Setelah 30 hari, alga di tengah masih bersifat uniseluler. Saat para ilmuwan menempatkan alga dari cincin yang lebih tebal di bawah mikroskop, mereka menemukan gumpalan sel yang lebih besar. Yang paling besar adalah gumpalan ratusan sel. Tetapi yang paling menarik bagi Simpson adalah gugus sel bergerak yang terdiri dari empat hingga 16 sel, tersusun sedemikian rupa sehingga flagelanya semua berada di luar. Gugus-gugus ini bergerak dengan mengkoordinasikan gerakan flagelanya, yang di bagian belakang gugusnya tetap diam, yang di bagian depan bergerak.
Membandingkan kecepatan gugus ini dengan sel tunggal di tengah mengungkapkan sesuatu yang menarik. “Mereka semua berenang dengan kecepatan yang sama,” kata Simpson. Dengan bekerja bersama sebagai kolektif, alga dapat mempertahankan mobilitas mereka. “Saya sangat senang,” katanya. “Dengan kerangka matematika yang kasar, ada beberapa prediksi yang bisa saya buat. Melihatnya secara empiris berarti ada sesuatu dalam ide ini.”

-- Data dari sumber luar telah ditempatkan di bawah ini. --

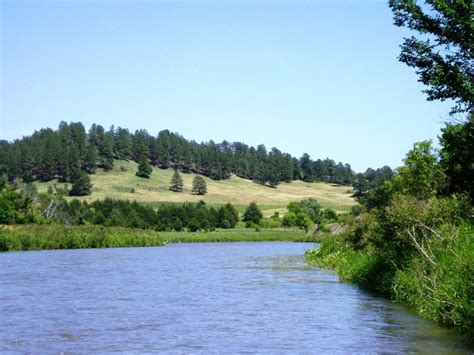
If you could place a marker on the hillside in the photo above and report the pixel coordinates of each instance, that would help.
(119, 182)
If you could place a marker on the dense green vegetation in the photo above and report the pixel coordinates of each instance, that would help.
(414, 242)
(239, 235)
(65, 152)
(45, 237)
(40, 237)
(413, 237)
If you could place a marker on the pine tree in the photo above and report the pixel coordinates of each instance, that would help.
(89, 162)
(176, 182)
(81, 185)
(144, 168)
(252, 214)
(199, 185)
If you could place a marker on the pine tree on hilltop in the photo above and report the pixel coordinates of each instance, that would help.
(81, 185)
(199, 186)
(144, 168)
(176, 182)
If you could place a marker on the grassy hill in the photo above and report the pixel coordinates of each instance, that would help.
(121, 183)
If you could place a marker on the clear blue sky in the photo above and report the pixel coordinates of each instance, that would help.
(320, 77)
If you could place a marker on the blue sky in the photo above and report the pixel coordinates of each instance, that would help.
(320, 77)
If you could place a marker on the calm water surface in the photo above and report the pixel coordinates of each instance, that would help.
(192, 298)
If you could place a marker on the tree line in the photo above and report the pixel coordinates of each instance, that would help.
(70, 153)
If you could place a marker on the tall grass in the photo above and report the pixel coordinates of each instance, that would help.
(440, 288)
(39, 237)
(237, 235)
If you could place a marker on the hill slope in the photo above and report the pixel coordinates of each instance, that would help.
(119, 183)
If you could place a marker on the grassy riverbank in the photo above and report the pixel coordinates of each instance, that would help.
(42, 237)
(238, 235)
(438, 285)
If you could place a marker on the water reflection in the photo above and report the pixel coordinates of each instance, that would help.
(198, 298)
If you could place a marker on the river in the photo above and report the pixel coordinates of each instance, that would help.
(197, 298)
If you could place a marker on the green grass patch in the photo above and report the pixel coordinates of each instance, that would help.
(119, 182)
(43, 237)
(238, 235)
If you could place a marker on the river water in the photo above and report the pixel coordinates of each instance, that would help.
(197, 298)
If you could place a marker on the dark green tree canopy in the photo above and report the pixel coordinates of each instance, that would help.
(81, 185)
(144, 168)
(176, 182)
(252, 214)
(443, 54)
(199, 185)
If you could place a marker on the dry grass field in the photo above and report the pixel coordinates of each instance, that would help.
(121, 183)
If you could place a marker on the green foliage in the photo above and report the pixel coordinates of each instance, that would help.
(48, 154)
(227, 216)
(289, 219)
(421, 176)
(81, 185)
(457, 157)
(144, 168)
(442, 54)
(176, 182)
(16, 205)
(199, 185)
(252, 214)
(420, 252)
(329, 214)
(39, 237)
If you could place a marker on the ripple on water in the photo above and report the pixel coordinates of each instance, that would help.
(197, 298)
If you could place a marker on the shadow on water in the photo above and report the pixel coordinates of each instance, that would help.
(199, 298)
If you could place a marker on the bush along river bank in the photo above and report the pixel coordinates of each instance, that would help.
(417, 253)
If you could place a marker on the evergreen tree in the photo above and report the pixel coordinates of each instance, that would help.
(252, 214)
(81, 185)
(74, 163)
(144, 168)
(227, 216)
(176, 182)
(89, 162)
(199, 185)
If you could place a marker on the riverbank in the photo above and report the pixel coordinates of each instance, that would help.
(438, 286)
(43, 237)
(239, 235)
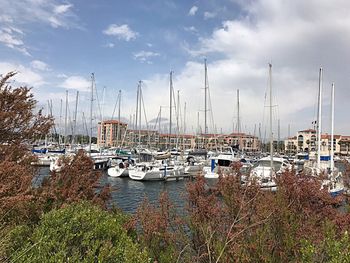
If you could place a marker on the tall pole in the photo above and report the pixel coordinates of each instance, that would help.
(319, 118)
(137, 111)
(177, 119)
(288, 130)
(332, 128)
(140, 111)
(279, 137)
(60, 129)
(91, 105)
(75, 117)
(160, 120)
(238, 120)
(118, 127)
(205, 97)
(184, 119)
(171, 106)
(271, 134)
(66, 120)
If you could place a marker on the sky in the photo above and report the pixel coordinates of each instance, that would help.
(55, 46)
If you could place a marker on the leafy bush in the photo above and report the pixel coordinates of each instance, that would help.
(76, 233)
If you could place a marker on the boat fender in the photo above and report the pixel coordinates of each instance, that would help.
(212, 165)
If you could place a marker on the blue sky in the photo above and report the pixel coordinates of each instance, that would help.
(55, 45)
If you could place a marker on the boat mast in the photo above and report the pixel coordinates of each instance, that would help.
(140, 112)
(271, 134)
(177, 119)
(171, 105)
(137, 111)
(205, 97)
(332, 128)
(238, 120)
(319, 116)
(91, 105)
(75, 117)
(60, 129)
(66, 120)
(118, 127)
(279, 137)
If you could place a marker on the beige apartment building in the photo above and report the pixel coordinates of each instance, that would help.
(110, 133)
(110, 136)
(306, 141)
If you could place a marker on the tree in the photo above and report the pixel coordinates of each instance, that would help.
(76, 233)
(19, 125)
(18, 122)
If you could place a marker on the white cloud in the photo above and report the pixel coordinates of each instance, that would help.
(297, 37)
(122, 32)
(18, 15)
(24, 76)
(77, 83)
(62, 76)
(13, 38)
(191, 29)
(208, 15)
(60, 9)
(39, 65)
(109, 45)
(143, 56)
(193, 10)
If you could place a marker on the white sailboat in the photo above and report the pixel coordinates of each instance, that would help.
(266, 169)
(333, 183)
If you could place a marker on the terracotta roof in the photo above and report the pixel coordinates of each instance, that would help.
(112, 122)
(308, 130)
(328, 136)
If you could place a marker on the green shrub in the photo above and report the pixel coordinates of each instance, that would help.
(76, 233)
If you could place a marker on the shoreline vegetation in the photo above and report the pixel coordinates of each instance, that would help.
(67, 220)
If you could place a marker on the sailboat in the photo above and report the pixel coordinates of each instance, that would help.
(266, 169)
(333, 183)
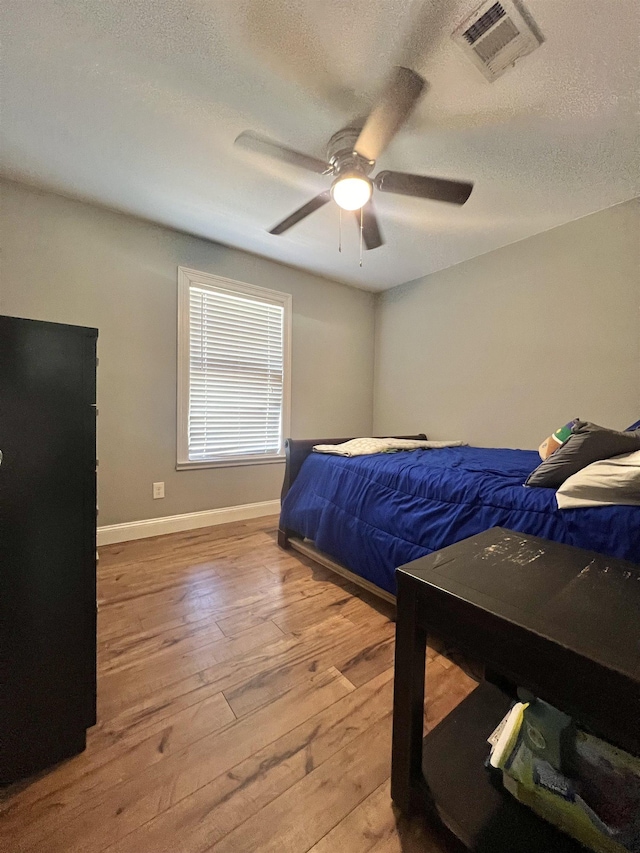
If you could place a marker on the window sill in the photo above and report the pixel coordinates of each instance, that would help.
(229, 463)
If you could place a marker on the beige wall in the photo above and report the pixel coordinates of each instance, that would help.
(502, 349)
(75, 263)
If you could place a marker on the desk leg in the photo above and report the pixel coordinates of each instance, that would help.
(408, 703)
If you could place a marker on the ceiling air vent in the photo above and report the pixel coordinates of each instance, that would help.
(496, 35)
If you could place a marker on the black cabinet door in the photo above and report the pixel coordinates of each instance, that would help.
(47, 542)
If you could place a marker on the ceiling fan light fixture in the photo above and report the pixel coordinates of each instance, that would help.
(351, 191)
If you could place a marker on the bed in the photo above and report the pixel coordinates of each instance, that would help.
(366, 515)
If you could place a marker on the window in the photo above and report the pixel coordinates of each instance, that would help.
(233, 371)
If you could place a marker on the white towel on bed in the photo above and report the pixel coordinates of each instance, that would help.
(366, 446)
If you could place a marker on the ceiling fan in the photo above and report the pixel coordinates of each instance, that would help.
(351, 156)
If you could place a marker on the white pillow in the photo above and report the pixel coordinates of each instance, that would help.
(604, 483)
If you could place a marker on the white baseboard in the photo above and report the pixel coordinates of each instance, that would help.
(111, 533)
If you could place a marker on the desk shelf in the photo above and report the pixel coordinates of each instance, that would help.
(483, 816)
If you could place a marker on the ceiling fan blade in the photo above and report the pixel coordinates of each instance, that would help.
(370, 229)
(254, 142)
(420, 186)
(389, 114)
(301, 212)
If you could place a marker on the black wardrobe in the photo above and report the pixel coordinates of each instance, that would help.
(47, 543)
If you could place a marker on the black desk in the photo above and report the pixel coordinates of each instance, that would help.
(559, 621)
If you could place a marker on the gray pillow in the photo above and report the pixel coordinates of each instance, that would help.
(587, 443)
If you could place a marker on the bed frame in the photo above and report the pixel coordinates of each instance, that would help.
(296, 451)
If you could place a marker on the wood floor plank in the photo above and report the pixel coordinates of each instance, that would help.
(244, 698)
(216, 809)
(322, 799)
(155, 788)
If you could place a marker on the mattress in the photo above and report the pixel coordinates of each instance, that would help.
(374, 513)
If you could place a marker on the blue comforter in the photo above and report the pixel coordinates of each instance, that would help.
(374, 513)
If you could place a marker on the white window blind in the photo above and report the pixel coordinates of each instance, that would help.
(236, 373)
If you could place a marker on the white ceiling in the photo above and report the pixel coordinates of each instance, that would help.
(134, 104)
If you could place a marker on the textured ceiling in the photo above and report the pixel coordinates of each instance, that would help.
(135, 104)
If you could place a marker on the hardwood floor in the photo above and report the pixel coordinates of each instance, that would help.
(244, 704)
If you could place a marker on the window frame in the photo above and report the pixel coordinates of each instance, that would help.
(186, 278)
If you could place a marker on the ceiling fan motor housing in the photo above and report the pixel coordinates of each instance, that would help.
(342, 156)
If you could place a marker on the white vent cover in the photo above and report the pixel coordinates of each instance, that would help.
(496, 35)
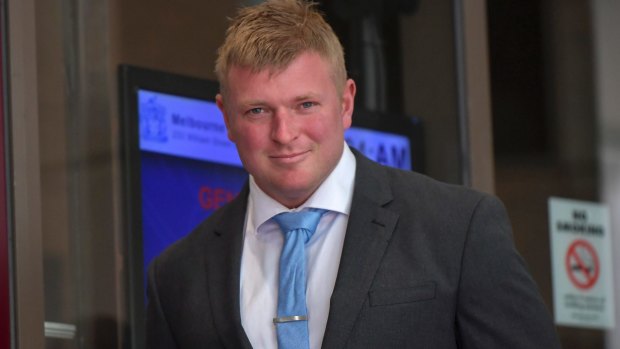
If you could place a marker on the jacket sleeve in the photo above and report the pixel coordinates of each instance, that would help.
(158, 333)
(498, 305)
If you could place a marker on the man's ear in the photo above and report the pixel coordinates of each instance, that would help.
(348, 103)
(219, 101)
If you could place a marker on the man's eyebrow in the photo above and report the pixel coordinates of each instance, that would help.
(310, 95)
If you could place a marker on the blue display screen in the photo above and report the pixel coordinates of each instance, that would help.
(189, 167)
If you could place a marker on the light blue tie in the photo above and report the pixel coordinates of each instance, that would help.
(292, 321)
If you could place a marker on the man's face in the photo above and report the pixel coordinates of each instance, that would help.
(288, 125)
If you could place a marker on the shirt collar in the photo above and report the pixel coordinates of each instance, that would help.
(334, 194)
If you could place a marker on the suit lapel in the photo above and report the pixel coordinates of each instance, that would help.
(223, 265)
(369, 230)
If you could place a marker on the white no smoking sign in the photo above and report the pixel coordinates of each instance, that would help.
(581, 260)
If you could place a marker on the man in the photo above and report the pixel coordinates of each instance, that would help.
(397, 260)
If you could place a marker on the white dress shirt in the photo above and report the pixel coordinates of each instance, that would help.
(261, 255)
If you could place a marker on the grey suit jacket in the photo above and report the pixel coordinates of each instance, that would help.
(424, 265)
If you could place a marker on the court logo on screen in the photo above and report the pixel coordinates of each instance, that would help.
(153, 125)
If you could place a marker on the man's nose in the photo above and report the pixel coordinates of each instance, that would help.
(283, 128)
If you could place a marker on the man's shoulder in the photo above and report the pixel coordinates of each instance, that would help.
(411, 185)
(192, 246)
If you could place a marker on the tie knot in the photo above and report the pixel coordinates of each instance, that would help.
(306, 219)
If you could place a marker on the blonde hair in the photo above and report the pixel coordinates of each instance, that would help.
(272, 34)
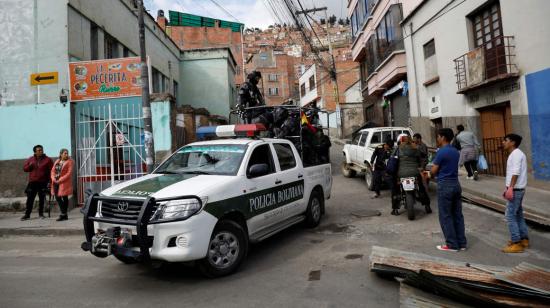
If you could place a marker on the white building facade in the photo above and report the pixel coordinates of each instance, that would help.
(485, 65)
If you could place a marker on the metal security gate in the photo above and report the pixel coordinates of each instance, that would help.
(109, 146)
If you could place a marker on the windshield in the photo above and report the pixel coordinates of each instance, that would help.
(220, 159)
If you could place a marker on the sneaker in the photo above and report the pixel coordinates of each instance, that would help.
(525, 243)
(445, 248)
(62, 217)
(513, 248)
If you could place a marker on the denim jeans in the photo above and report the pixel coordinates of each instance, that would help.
(449, 203)
(514, 217)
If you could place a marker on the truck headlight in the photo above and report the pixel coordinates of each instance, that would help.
(176, 210)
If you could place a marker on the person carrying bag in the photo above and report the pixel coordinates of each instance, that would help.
(62, 184)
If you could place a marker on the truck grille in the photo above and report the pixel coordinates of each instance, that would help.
(121, 209)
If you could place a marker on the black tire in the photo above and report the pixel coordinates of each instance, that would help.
(409, 199)
(346, 171)
(230, 239)
(314, 209)
(369, 179)
(125, 259)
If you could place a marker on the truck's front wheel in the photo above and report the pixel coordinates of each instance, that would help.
(227, 248)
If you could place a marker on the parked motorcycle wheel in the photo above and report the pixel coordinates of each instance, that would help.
(409, 199)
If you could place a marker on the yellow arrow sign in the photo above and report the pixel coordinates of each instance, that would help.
(44, 78)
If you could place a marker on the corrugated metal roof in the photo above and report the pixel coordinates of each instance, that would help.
(528, 276)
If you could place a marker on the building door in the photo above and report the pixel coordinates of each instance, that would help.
(496, 122)
(109, 146)
(488, 34)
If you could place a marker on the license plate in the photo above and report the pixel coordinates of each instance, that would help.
(408, 184)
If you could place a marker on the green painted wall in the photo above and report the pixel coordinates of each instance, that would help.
(23, 126)
(207, 82)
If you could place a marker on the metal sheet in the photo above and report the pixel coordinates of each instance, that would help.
(528, 276)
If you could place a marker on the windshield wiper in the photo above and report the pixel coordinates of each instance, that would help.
(167, 172)
(196, 172)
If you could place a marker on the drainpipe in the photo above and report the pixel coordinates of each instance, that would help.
(415, 75)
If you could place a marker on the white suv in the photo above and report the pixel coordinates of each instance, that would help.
(358, 152)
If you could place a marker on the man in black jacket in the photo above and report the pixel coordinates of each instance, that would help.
(378, 162)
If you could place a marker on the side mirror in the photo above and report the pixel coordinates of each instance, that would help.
(258, 170)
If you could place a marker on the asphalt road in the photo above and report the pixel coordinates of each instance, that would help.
(323, 267)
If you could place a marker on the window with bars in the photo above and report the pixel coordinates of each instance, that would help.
(273, 91)
(311, 83)
(110, 47)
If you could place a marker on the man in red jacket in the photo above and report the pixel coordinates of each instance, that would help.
(39, 166)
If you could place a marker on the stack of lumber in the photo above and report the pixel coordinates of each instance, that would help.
(436, 281)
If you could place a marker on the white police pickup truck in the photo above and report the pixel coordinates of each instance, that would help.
(208, 201)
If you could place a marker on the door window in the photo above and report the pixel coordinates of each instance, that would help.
(261, 155)
(285, 156)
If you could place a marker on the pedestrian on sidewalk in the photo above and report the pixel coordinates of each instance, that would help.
(38, 166)
(62, 183)
(378, 162)
(449, 192)
(516, 181)
(469, 151)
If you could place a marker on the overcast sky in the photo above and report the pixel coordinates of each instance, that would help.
(253, 13)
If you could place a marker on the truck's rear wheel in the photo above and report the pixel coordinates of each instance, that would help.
(227, 249)
(347, 171)
(314, 209)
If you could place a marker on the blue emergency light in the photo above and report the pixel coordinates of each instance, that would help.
(237, 130)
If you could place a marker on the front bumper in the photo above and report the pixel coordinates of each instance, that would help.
(175, 241)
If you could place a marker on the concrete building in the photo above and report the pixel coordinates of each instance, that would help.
(198, 32)
(483, 64)
(209, 80)
(279, 81)
(378, 47)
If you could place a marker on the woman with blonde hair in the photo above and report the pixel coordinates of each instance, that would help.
(62, 182)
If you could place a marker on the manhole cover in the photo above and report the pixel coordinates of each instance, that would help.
(366, 213)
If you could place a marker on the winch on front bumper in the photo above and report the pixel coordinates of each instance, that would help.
(127, 231)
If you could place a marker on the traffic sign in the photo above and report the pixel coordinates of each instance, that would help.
(44, 78)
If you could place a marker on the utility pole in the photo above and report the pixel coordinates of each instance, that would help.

Menariknya, ketika para ilmuwan mengambil gugus-gugus kecil ini dari gel viskositas tinggi dan meletakkannya kembali pada viskositas rendah, sel-selnya saling menempel. Mereka tetap seperti ini, bahkan selama para ilmuwan terus mengamati mereka, sekitar 100 generasi lagi. Jelas, perubahan apa pun yang mereka alami untuk bertahan di viskositas tinggi sulit untuk dibalikkan, kata Simpson—mungkin menuju evolusi daripada pergeseran jangka pendek.
Alga modern bukanlah hewan primitif. Tetapi fakta bahwa tekanan fisik ini memaksa makhluk uniseluler ke dalam cara hidup alternatif yang sulit untuk dibalikkan terasa sangat kuat, kata Simpson. Dia curiga bahwa jika para ilmuwan mengeksplorasi gagasan bahwa ketika organisme sangat kecil, viskositas menguasai keberadaan mereka, kita bisa belajar sesuatu tentang kondisi yang mungkin telah menyebabkan ledakan bentuk kehidupan yang besar.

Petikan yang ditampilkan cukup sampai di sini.